Confused about these two statements?

Question

In this Manifold notes in more informal way, there is an example that talks about a Jacobian which is something I do not understand.

In his answer, Lee Mosher, said "For a simple example in 1-dimension where the Jacobian is just the ordinary derivative from first semester Calculus, think of two coordinate patches on the unit circle in the $xy$ plane, the first being the open upper semicircle using the $x$ coordinate, and the second being the open right semicircle using the $y$ coordinate.

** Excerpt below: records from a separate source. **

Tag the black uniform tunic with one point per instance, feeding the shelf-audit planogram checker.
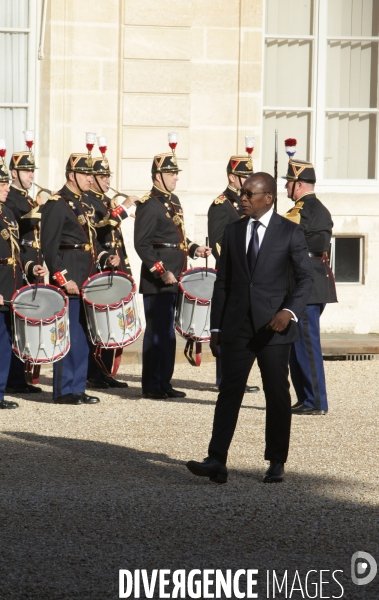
(225, 209)
(29, 231)
(64, 223)
(108, 222)
(159, 219)
(317, 224)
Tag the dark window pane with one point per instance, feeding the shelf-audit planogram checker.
(347, 259)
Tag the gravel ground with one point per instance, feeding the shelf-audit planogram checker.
(89, 490)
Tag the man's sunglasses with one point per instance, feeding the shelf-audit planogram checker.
(250, 194)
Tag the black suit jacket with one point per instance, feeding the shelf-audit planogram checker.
(268, 290)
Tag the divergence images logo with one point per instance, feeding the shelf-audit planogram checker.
(363, 568)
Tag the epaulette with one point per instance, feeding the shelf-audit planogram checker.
(294, 214)
(220, 199)
(144, 198)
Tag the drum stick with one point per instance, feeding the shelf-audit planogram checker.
(35, 290)
(21, 303)
(206, 258)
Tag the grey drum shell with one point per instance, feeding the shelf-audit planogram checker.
(111, 310)
(41, 329)
(193, 304)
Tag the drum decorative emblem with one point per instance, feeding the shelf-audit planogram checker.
(61, 333)
(127, 320)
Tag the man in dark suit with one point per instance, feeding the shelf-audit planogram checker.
(253, 316)
(225, 209)
(306, 360)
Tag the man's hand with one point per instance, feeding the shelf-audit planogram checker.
(39, 271)
(203, 251)
(113, 260)
(130, 201)
(71, 287)
(215, 343)
(169, 278)
(280, 321)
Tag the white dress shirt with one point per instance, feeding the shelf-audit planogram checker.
(264, 221)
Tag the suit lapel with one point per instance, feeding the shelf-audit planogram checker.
(268, 240)
(240, 233)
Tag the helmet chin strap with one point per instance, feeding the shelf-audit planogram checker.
(20, 182)
(293, 191)
(165, 187)
(98, 184)
(77, 185)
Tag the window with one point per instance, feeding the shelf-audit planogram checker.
(347, 259)
(321, 86)
(18, 56)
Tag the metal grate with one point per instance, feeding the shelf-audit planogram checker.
(362, 356)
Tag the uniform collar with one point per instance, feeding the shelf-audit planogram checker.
(160, 192)
(72, 193)
(312, 193)
(19, 190)
(97, 194)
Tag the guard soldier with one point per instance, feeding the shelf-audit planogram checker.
(108, 218)
(225, 209)
(72, 253)
(306, 361)
(27, 214)
(162, 245)
(12, 271)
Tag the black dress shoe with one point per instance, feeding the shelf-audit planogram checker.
(97, 384)
(210, 467)
(157, 395)
(8, 404)
(275, 472)
(251, 388)
(68, 399)
(86, 399)
(23, 389)
(175, 394)
(113, 382)
(307, 410)
(298, 403)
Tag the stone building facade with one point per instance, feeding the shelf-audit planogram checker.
(214, 71)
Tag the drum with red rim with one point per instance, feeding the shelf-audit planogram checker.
(111, 309)
(40, 333)
(193, 304)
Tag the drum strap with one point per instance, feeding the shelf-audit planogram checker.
(188, 353)
(82, 218)
(9, 233)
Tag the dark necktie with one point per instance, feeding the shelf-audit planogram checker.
(253, 247)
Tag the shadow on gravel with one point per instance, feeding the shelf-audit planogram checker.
(75, 511)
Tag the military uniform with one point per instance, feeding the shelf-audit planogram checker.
(28, 216)
(226, 209)
(72, 253)
(107, 219)
(12, 274)
(306, 362)
(162, 245)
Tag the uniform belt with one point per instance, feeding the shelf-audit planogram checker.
(318, 254)
(114, 244)
(180, 246)
(84, 247)
(30, 243)
(7, 261)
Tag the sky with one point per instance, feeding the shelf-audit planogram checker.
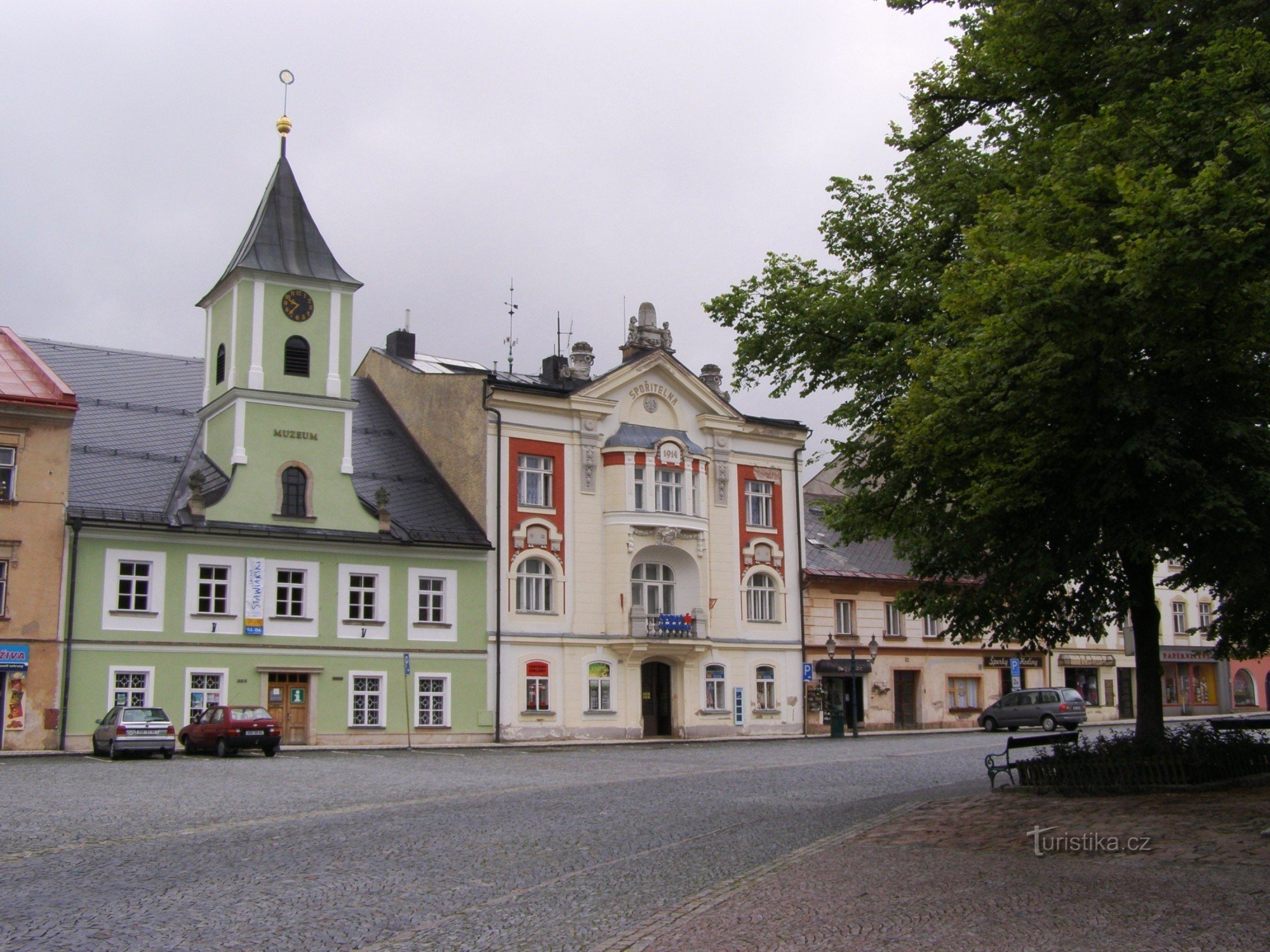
(599, 154)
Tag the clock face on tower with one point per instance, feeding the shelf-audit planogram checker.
(298, 305)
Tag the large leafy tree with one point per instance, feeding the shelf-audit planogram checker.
(1051, 324)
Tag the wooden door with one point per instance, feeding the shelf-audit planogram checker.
(906, 699)
(289, 706)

These two coordinate patches overlap in the open first quadrant of the circle, giving one coordinate $0<x<1$ and another coordinate $1>y>0$ which are related by the change of coordinate mapping $$y(x)=\sqrt{1-x^2}$$ whose Jacobian $\frac{d}{dx}(\sqrt{1-x^2})$ is nonsingular on the interval $0<x<1$."

First what does he mean when he says "the first being the open upper semicircle using the $x$ coordinate"? It is a semi-circle, that is to say as you shade it for example, you are going to use te $x$ and $y$ coordinate. Then, what is a Jocobian and why do we care about it?

Answer 1

Jacobians are used especially in multivariable calculus, when investigating functions which are differentiable in more than one dimension.

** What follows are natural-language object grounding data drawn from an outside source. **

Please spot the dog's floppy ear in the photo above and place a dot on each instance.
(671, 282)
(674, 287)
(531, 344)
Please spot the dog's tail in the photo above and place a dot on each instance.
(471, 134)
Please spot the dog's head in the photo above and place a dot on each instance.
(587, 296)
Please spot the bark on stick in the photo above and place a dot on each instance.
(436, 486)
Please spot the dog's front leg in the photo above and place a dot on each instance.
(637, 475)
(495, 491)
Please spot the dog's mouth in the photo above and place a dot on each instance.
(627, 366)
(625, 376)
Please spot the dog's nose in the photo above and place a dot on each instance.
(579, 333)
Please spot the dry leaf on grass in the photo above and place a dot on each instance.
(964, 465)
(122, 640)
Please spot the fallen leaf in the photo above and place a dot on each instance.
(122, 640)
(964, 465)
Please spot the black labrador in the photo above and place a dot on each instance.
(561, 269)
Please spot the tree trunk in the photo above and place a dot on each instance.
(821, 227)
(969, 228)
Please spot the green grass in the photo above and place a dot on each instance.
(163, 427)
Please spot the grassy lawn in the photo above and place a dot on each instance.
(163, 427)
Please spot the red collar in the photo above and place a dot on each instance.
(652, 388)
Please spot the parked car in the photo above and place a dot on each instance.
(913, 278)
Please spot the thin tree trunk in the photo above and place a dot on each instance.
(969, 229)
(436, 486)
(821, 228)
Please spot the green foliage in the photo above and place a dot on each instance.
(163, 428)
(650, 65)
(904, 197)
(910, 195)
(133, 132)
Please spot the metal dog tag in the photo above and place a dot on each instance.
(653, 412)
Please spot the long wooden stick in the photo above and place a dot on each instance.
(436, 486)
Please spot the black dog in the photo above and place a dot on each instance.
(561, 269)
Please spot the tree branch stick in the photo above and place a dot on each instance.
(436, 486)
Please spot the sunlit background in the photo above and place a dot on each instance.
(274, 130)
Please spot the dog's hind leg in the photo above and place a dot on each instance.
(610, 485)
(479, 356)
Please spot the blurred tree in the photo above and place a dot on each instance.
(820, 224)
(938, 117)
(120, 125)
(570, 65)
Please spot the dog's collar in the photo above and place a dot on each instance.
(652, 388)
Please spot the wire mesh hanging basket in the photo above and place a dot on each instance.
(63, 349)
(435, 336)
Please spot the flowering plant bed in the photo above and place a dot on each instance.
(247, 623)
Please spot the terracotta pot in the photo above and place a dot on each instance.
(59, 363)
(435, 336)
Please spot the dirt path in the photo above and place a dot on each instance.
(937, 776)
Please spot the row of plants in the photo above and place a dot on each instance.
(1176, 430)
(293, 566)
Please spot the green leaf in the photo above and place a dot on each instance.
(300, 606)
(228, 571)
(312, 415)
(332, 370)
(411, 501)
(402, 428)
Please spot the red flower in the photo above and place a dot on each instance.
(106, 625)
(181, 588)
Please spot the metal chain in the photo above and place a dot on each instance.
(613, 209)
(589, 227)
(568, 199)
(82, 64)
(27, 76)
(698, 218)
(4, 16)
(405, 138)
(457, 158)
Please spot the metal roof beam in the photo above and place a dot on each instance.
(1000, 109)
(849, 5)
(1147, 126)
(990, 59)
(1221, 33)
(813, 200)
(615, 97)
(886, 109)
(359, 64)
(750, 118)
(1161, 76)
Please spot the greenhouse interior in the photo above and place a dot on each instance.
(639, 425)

It is a matrix which stores the partial derivatives of a multivariable function. If the function has it's outputs stored as a colum vector, then each new column in the Jacobian is derivative with respect to one (new) of the in-variables.

Basically $${\bf J}_{j,k}(f) = \frac{\partial{f_j({\bf x})}}{\partial x_k}$$

Another way of looking at it you can say it is an outer product of a gradient operator and a multivalued function, performing a gradient for each output $f_j$ and storing them in the rows of the Jacobian.

A matrix being singular means it is not invertible, a 1x1 matrix (which this one is) is invertible whenever it's only element is not 0.